Lux’s eyes narrowed immediately.
Sira leaned forward, lips curling in disgust. "Those are hers."
Lux nodded once. "All three."
The third pearl pulsed faintly with its own inner light. It was beautiful—perfectly round, gleaming like a full moon dipped in divine water, but...
The energy inside?
It screamed.
Not loud.
But the way a violin string would if you twisted it until it snapped.
Sira’s voice dropped, dark and brittle. "I want to kill him."
"You can’t," Lux muttered. "We can’t. Not here. Not like this."
"I can," she corrected.
"You shouldn’t."
"Then you better do something," she snapped under her breath, jaw clenched. "Because if I see that bastard auction off another piece of her suffering like it’s some status symbol, I will turn this entire room into fertilizer."
Lux didn’t answer immediately.
He was already moving.
His hand lifted slightly—just enough to cup his palm upward. From within the folds of his aura, a shadow gathered. Twisted. Condensed.
"Corvus."
- Pop!
A tiny raven appeared, perched neatly in his palm like it had always been there.
Sleek black feathers. Glowing violet eyes. And the absolute worst attitude in the underworld.
"Seriously?" Corvus croaked. "You summon me here? With all these shiny mortals pretending to matter?"
Lux didn’t smile. "Yup."
Corvus hopped in a tiny circle, fluffed his wings, and glared. "And you want me to do what, exactly? Offer them coupons? Hack their shopping lists?"
"I have a job for you," Lux said smoothly, voice low enough not to carry past their row. "The pearls. Find out everything. I want access logs, recording. How they were harvested. Who approved it. Every dirty, disgusting piece of history that led to them being in that box."
Corvus’s eyes glowed.
"Ohhh... you want me to open those people again. Dig up the bones. Break a few minds. And showed it to the public."
"Exactly," Lux said.
Corvus cackled.
"I love this job."
Sira, arms crossed, side-eyed the tiny raven. "Do it fast."
"Yeah, yeah," Corvus muttered, already spreading his wings. "But if you’re gonna go full massacre, give me at least five minutes head start before you paint the walls."
Sira didn’t even flinch. "I’m a devil, not a goddess."
Corvus shivered. "Ew... Demoness is scary."
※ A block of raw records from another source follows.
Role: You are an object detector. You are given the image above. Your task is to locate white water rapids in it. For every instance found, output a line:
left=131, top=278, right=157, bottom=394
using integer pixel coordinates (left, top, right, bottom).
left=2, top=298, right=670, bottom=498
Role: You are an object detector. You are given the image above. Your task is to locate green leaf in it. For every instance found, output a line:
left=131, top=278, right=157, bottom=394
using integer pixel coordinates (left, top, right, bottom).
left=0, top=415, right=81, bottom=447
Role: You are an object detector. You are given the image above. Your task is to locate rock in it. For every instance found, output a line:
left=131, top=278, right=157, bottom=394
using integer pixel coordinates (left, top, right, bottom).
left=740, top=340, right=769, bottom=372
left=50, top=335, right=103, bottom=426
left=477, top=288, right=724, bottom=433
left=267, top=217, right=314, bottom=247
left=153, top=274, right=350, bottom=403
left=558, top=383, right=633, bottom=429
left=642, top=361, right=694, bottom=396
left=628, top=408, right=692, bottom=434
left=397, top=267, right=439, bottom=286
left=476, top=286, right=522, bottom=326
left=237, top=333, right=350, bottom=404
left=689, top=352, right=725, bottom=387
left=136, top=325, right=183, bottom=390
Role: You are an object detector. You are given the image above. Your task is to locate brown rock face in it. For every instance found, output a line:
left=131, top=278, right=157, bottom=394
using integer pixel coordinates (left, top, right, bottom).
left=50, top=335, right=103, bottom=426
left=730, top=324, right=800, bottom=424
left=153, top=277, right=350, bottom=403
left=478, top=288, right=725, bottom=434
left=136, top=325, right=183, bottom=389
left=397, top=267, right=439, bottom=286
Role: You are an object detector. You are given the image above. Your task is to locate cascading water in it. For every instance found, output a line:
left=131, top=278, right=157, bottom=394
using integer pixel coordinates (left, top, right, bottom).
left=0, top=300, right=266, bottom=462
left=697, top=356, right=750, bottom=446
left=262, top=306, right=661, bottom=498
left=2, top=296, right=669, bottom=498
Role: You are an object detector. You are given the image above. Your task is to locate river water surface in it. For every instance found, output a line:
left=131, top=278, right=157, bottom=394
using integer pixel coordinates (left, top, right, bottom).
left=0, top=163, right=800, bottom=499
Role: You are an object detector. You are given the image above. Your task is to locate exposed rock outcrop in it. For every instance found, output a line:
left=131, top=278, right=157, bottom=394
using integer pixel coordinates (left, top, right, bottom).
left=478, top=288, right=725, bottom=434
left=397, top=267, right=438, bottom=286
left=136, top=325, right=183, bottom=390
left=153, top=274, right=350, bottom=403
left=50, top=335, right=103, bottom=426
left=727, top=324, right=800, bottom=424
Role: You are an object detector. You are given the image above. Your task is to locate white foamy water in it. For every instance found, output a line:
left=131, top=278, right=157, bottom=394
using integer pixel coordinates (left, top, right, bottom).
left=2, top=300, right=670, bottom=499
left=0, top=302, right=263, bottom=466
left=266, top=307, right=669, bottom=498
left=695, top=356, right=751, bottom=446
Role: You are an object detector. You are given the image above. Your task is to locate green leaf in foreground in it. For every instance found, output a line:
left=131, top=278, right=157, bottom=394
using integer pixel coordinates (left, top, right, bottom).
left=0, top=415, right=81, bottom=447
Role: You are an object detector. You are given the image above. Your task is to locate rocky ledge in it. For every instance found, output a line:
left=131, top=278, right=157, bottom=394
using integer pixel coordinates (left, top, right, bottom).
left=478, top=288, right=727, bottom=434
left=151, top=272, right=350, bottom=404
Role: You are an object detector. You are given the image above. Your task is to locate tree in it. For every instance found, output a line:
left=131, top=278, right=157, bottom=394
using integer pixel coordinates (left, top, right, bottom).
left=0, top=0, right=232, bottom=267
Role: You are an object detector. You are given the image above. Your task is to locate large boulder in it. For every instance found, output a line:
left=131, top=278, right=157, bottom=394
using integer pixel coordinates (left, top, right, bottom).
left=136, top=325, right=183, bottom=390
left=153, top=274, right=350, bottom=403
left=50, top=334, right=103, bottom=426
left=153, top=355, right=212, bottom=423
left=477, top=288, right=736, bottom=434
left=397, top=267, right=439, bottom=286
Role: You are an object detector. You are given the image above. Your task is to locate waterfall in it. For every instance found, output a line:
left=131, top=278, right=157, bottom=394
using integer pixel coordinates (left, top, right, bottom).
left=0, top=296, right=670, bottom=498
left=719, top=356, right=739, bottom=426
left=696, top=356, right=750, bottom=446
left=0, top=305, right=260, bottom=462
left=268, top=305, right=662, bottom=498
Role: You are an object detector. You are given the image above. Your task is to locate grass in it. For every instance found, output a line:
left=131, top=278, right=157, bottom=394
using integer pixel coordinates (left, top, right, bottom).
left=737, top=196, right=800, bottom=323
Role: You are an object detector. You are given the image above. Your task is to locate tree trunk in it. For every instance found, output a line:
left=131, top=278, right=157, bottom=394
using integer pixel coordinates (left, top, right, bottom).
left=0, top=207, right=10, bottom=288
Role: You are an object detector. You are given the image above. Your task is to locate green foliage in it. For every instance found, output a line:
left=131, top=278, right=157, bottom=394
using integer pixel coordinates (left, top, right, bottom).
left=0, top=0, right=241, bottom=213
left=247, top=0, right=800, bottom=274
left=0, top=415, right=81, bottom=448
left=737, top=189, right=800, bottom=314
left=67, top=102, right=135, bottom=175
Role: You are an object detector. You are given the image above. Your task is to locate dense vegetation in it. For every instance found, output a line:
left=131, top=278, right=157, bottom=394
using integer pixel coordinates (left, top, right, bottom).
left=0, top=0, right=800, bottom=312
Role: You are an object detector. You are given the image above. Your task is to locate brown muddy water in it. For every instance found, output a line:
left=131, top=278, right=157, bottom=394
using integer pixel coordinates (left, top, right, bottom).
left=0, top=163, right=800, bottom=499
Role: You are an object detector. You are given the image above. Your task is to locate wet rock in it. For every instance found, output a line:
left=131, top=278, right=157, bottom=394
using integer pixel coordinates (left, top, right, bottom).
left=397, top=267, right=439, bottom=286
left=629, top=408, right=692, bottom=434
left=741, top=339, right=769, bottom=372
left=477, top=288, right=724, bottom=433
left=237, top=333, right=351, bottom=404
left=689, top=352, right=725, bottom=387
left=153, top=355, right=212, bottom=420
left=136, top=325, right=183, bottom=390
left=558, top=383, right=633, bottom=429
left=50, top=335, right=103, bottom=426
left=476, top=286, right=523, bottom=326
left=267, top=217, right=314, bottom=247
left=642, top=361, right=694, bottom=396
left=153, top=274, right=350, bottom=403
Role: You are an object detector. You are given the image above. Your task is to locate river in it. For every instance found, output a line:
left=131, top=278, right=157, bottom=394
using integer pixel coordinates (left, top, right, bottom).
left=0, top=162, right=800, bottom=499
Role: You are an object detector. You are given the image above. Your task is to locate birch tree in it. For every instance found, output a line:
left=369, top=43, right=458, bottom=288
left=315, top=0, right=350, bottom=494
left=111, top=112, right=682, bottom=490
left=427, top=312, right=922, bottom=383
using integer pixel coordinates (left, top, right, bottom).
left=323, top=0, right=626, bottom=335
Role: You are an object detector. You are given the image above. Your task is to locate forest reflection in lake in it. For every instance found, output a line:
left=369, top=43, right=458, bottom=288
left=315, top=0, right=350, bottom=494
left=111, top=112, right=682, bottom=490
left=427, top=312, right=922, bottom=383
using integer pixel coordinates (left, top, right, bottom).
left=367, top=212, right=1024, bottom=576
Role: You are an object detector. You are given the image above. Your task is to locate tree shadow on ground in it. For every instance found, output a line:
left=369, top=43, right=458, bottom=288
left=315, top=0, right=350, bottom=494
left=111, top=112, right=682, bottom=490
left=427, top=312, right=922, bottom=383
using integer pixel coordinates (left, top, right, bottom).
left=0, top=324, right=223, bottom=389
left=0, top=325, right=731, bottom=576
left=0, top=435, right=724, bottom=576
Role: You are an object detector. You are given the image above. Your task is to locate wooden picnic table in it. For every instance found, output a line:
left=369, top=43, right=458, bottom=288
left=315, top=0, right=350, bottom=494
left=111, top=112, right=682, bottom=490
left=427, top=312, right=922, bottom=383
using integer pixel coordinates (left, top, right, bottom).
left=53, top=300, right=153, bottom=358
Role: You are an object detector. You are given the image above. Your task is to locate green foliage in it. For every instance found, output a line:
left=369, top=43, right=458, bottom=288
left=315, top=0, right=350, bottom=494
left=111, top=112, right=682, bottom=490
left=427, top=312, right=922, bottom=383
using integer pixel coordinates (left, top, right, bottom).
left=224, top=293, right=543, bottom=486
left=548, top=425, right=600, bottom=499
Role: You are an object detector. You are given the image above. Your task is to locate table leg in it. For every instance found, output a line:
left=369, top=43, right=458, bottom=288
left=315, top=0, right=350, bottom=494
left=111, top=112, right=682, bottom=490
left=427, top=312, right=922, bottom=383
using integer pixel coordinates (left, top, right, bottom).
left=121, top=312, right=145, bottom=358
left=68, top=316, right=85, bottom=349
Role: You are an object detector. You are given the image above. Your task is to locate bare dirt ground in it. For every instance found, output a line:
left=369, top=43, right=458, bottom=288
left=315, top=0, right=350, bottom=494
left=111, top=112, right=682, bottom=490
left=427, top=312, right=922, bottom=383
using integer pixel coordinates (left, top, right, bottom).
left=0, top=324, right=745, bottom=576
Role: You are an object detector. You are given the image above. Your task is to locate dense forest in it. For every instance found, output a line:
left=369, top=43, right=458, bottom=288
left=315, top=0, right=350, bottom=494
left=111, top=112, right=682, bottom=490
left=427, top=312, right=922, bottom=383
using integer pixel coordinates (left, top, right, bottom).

Then he vanished—phased out into spectral invisibility with a shimmer of obsidian dust and a faint whoosh of raven wings.
Lux leaned back in his seat.
Sira, beside him, was still tense. Her aura was low and steady, but that just meant the pressure was building.
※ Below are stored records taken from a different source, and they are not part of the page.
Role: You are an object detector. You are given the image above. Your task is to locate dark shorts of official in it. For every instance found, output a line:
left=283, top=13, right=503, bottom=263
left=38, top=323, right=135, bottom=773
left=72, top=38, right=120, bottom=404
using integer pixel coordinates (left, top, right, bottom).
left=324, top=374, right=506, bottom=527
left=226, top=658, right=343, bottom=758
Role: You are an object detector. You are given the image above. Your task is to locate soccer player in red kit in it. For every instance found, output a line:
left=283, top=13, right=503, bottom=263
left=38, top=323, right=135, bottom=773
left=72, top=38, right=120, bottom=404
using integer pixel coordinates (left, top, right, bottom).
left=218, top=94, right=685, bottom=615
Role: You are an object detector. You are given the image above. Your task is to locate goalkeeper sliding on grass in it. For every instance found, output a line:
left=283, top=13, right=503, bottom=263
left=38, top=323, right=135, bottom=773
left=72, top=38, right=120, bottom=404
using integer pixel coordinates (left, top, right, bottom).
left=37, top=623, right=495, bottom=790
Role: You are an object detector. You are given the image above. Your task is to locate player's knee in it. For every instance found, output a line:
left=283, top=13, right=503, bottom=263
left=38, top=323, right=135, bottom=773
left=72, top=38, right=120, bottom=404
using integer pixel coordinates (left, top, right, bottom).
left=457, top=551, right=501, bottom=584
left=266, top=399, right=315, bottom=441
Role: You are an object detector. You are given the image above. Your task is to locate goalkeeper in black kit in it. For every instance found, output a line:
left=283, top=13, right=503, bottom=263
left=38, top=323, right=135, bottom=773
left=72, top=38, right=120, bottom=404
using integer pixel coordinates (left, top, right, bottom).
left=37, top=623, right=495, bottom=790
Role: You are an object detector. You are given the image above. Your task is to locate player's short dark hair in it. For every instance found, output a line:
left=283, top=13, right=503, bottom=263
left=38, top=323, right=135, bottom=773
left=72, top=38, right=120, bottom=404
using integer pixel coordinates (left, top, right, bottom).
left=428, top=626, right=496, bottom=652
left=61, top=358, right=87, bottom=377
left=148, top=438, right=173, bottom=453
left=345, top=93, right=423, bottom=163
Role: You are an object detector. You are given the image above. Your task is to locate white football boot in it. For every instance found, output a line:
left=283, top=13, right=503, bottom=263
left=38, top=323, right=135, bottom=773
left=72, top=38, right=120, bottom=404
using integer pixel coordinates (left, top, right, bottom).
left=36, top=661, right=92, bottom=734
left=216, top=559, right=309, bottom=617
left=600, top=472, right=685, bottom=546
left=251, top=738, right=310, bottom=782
"I’ll handle it," he murmured. "We’ll make them pay."
Sira didn’t look at him.
But her hand slid across the armrest.
Just enough to brush his fingers.
A silent trust you.
He curled his pinky around hers.
A silent I got this.
Jeremy’s voice continued on-stage, full of performative warmth. "Now, our first pearl—a medium-grade Siren tear. Refined in Delmar Sanctum waters, and bound with protective charms..."
Lux’s eyes flicked to Mariell.
She wasn’t watching the pearls.
She was watching him.
Oh, she had plans. Gossip. Leverage. Maybe even seduction, if she thought he was just some sugar-fed heir riding on his demon-daddy’s investments.
But she didn’t know.
Not yet.
That she was sitting in the presence of true Greed.
Not the mortal kind.
The real kind.
The kind that would ruin you politely—and leave you begging for more.
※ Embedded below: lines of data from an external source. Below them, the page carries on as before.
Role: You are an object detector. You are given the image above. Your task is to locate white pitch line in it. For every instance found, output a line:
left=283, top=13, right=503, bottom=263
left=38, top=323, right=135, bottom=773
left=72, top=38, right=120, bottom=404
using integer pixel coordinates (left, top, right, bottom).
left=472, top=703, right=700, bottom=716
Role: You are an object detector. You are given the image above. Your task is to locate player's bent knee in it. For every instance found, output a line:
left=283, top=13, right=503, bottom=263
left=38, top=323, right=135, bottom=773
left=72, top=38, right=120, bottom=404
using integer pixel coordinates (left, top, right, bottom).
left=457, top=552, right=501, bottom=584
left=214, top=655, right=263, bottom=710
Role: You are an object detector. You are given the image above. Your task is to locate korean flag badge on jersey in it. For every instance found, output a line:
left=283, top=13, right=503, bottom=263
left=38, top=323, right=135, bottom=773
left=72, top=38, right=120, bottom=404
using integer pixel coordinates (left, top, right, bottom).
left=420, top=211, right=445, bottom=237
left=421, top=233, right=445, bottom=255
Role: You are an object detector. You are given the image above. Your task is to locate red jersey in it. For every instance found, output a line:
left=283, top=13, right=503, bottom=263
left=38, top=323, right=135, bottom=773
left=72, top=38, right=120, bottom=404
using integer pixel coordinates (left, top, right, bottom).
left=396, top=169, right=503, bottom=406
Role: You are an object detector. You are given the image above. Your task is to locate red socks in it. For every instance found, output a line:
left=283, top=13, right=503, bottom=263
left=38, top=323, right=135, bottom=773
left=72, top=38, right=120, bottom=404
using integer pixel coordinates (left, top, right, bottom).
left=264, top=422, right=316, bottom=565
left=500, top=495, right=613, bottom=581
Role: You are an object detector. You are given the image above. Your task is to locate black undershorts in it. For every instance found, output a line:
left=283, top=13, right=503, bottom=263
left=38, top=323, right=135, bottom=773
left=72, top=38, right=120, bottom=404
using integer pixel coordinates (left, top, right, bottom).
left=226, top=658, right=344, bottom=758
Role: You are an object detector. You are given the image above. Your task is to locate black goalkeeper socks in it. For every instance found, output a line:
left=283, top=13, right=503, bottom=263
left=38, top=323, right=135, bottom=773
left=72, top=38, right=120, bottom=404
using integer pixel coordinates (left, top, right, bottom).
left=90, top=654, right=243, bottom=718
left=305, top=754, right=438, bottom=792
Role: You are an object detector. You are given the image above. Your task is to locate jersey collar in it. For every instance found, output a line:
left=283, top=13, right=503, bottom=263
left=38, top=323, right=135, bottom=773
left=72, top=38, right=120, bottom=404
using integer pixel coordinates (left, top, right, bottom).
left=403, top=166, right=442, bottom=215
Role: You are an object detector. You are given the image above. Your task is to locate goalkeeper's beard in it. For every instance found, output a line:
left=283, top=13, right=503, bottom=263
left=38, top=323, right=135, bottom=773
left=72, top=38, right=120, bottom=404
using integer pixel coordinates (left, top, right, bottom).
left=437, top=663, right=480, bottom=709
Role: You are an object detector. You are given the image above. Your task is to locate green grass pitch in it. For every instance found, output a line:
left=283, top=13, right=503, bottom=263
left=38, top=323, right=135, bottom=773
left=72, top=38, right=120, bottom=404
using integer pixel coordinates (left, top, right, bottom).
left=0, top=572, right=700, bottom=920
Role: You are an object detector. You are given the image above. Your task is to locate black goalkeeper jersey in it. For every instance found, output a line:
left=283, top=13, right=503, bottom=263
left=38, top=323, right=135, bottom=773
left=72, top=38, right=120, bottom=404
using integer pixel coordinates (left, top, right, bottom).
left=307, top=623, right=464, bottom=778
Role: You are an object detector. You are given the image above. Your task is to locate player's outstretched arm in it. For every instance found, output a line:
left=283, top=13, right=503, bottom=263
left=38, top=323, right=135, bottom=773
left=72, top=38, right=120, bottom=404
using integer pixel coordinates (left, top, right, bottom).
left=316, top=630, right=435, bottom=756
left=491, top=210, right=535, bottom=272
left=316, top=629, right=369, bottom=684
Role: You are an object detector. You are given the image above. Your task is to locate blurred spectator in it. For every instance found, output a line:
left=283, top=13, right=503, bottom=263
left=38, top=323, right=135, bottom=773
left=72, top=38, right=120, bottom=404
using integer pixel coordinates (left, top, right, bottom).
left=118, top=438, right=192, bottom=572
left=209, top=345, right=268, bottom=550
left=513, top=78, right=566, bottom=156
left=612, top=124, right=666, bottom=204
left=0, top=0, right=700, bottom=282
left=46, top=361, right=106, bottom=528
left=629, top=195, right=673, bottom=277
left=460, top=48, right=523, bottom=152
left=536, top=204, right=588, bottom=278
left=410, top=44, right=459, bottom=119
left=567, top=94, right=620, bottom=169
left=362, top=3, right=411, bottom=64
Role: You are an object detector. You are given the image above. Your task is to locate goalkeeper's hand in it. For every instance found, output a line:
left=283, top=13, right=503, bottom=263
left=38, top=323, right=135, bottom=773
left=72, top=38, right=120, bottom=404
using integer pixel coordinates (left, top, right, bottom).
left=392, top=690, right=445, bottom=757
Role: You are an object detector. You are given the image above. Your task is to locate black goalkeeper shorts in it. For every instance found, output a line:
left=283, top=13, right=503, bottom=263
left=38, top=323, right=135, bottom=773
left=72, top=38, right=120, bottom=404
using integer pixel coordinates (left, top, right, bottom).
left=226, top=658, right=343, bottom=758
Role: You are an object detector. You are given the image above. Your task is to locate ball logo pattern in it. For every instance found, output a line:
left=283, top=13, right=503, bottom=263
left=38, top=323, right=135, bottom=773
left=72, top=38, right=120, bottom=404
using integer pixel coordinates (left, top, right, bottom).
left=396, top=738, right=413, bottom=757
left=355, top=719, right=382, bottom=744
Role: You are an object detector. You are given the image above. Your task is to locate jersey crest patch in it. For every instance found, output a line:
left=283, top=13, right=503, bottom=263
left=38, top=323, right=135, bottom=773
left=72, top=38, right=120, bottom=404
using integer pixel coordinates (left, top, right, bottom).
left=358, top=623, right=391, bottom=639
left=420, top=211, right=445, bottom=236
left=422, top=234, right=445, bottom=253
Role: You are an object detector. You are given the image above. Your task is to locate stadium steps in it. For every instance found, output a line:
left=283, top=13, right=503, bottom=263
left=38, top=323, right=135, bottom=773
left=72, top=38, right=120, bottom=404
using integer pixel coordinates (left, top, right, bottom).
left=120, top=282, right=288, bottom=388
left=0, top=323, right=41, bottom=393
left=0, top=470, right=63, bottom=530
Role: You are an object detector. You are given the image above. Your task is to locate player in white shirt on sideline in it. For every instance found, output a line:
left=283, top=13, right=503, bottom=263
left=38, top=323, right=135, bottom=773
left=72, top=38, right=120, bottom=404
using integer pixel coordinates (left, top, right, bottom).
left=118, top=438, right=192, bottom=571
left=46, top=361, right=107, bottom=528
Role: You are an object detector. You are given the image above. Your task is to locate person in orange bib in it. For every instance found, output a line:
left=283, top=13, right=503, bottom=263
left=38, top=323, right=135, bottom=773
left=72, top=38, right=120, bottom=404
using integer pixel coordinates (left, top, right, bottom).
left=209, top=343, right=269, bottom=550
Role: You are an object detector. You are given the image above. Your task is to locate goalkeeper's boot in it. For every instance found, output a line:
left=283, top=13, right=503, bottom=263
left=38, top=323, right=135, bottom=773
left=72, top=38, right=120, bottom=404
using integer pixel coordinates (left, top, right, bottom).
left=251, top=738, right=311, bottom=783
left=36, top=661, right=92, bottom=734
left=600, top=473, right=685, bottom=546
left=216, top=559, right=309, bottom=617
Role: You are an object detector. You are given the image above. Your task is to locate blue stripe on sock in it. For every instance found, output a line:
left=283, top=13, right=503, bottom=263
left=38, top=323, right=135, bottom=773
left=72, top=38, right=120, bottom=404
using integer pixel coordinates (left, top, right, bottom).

And as the next pearl came up—the second, the one pulsing with trauma and song-magic—Lux felt Corvus ping in his mind.
[Raven Protocol: Data incoming. Details of Ariel’s abduction, containment chamber schematics, Delmar-sanctioned extraction rites. ]
Lux smiled slowly.
"Well," he whispered, "looks like someone brought receipts."
And right on cue, Corvus’s voice purred in his head—dry, smug, and far too pleased with himself.
’Hold that pretty smirk, boss. I’m almost done scrubbing through the mess. Give me two minutes and a projector screen. You’re about to have a live playback of moral bankruptcy.’
Lux didn’t flinch. Just leaned back slightly in his chair and whispered through the link, ’Keep it subtle.’
’Subtle is for tax audits. This is theater.’
Corvus paused dramatically, then added, ’Don’t worry. I’ll behave... just enough. Now stop being hot and mysterious and let the fool dig his own grave.’